Was tun? Das Buch von Jürgen Beetz ist eine hervorragende Antwort auf die Frage, wie sich und wo sich Denken und Nach-Denken, logisches und vernünftiges Handeln im Alltag zeigen sollten. Das eigentliche Thema des Buches ist im Untertitel verborgen: "Triviale Einsichten, die niemand befolgt". Das Buch zeigt uns auf, was menschlicher Verstand für unser tägliches Leben zu leisten imstande ist und illustriert zugleich, wie wir diese unglaublich kreative Ressource für ein gesünderes, erfüllteres und friedlicheres Leben zu großen Teilen ungenutzt lassen. Warum? Weil wir offenbar denkunlustig sind und lieber instinktiven Mustern folgen, die in Urzeiten ihre Berechtigung gehabt haben mögen, heute jedoch kontraproduktiv wirken.

Der Inhalt des Buches verarbeitet Erkenntnisse der Philosophie, der Naturwissenschaften, der Hirnforschung und der Psychologie und präsentiert sich in einem sehr lockeren und amüsanten Schreibstil, fast könnte man ihn feuilletonistisch nennen, mit vielen interessanten kleinen Nebenbemerkungen, die das Lesen insgesamt zu einer kleinen Allgemeinbildungsreise machen. Es ist eine einsichtsreiche und kurzweilige, manchmal auch selbstironische Lektüre mit oft überraschenden Einsichten, wie der, dass das Unwissen schneller anwächst als das Wissen oder Begründungen, dass z.B. unsere Wirtschaftsweisen alles andere sind bloß nicht weise.

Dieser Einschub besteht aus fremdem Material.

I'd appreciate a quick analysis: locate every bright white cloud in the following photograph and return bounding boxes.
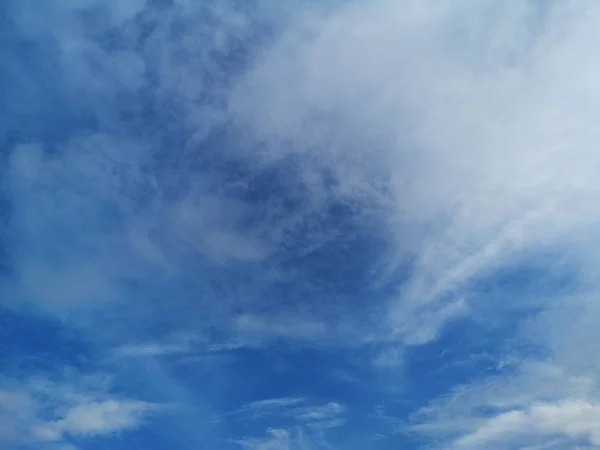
[5,0,600,449]
[0,377,160,448]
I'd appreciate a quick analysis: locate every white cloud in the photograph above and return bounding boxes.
[35,399,156,441]
[0,377,160,448]
[5,0,600,448]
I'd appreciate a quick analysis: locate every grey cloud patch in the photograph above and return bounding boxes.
[0,0,600,448]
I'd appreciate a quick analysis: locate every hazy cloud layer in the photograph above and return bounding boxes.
[0,0,600,449]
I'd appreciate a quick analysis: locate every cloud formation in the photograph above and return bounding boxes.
[0,0,600,449]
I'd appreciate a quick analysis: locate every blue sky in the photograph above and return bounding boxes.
[0,0,600,450]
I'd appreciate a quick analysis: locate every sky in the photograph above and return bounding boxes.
[0,0,600,450]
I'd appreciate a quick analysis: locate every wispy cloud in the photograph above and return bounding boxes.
[0,376,163,448]
[0,0,600,449]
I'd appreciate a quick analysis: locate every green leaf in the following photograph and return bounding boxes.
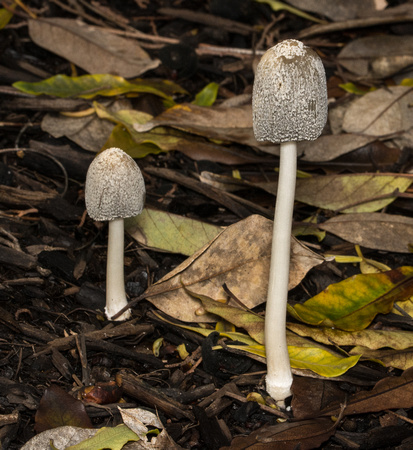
[228,344,361,378]
[66,424,139,450]
[13,74,182,100]
[295,173,413,213]
[287,323,413,353]
[125,208,222,256]
[287,267,413,331]
[163,289,360,377]
[192,83,219,106]
[350,346,413,370]
[101,124,163,158]
[255,0,327,23]
[339,83,376,95]
[185,288,264,344]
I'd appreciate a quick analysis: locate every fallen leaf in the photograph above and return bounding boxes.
[20,426,98,450]
[13,73,179,100]
[350,346,413,370]
[320,368,413,416]
[291,377,346,419]
[125,208,222,256]
[94,103,257,164]
[34,385,92,433]
[28,17,160,78]
[225,419,335,450]
[0,3,17,30]
[287,323,413,353]
[294,173,413,214]
[337,34,413,78]
[41,110,115,152]
[134,103,279,154]
[255,0,325,23]
[287,267,413,331]
[343,86,413,136]
[289,0,384,22]
[65,423,139,450]
[77,381,122,405]
[298,134,375,162]
[192,82,219,106]
[228,344,361,378]
[145,215,324,322]
[318,213,413,253]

Es geht um die typischen Denkfallen, in die wir täglich laufen, um unzulässige Verallgemeinerungen, um unsere selektive und damit verfälschende Wahrnehmung, um unseren Umgang mit Zahlen und Wahrscheinlichkeiten und dergleichen mehr. Das zentrale Anliegen dürfte das Kapitel 6 "Erst das Ei oder erst die Henne?" sein. Dort behandelt der Autor offensichtlich sein Lieblingsthema, die "Aufhebung der linearen Kausalität" durch (in der Sprache beginnende) zyklische Sprüche und (sich in allen Gebieten fortsetzende) zyklische Prozesse. Es geht um die jedermann geläufige aber kaum in ihrer Tragweite bewusst gewordene Einsicht, dass unsere Gesellschaft mit all ihren Gliederungen und Verästelungen ein vernetztes, hochkomplexes System darstellt, in dem einfache, monokausale Beziehungen kaum Erklärungskraft haben. Dasselbe gilt für unsere Umwelt, also die gesamte Erde. An dieser Stelle wird dem Rezensenten wieder einmal bewusst, wie wenig gerade unsere Politiker in Systemzusammenhängen zu denken bereit sind. Kein Wunder - die meisten sind ja Juristen. Diese denken in Fächern und Unterfächern: Von welcher juristischen Qualität ist das vorliegende Problem? Verfassungsrechtlich, verwaltungsrechtlich, strafrechtlich ... ? Querverbindungen, Langzeitfolgen, Rückkopplungen odgl. geraten meist nicht in den Horizont der Überlegungen. Apropos Rückkopplung: Fällt dieser Begriff, wird er meistens durch das eindrucksvoller klingende neudeutsche Wort "Feedback" ersetzt. Was es aber bedeutet und dass es negative und positive Rückkopplungen gibt, was ja einen enormen qualitativen Unterschied ausmacht - meist Fehlanzeige!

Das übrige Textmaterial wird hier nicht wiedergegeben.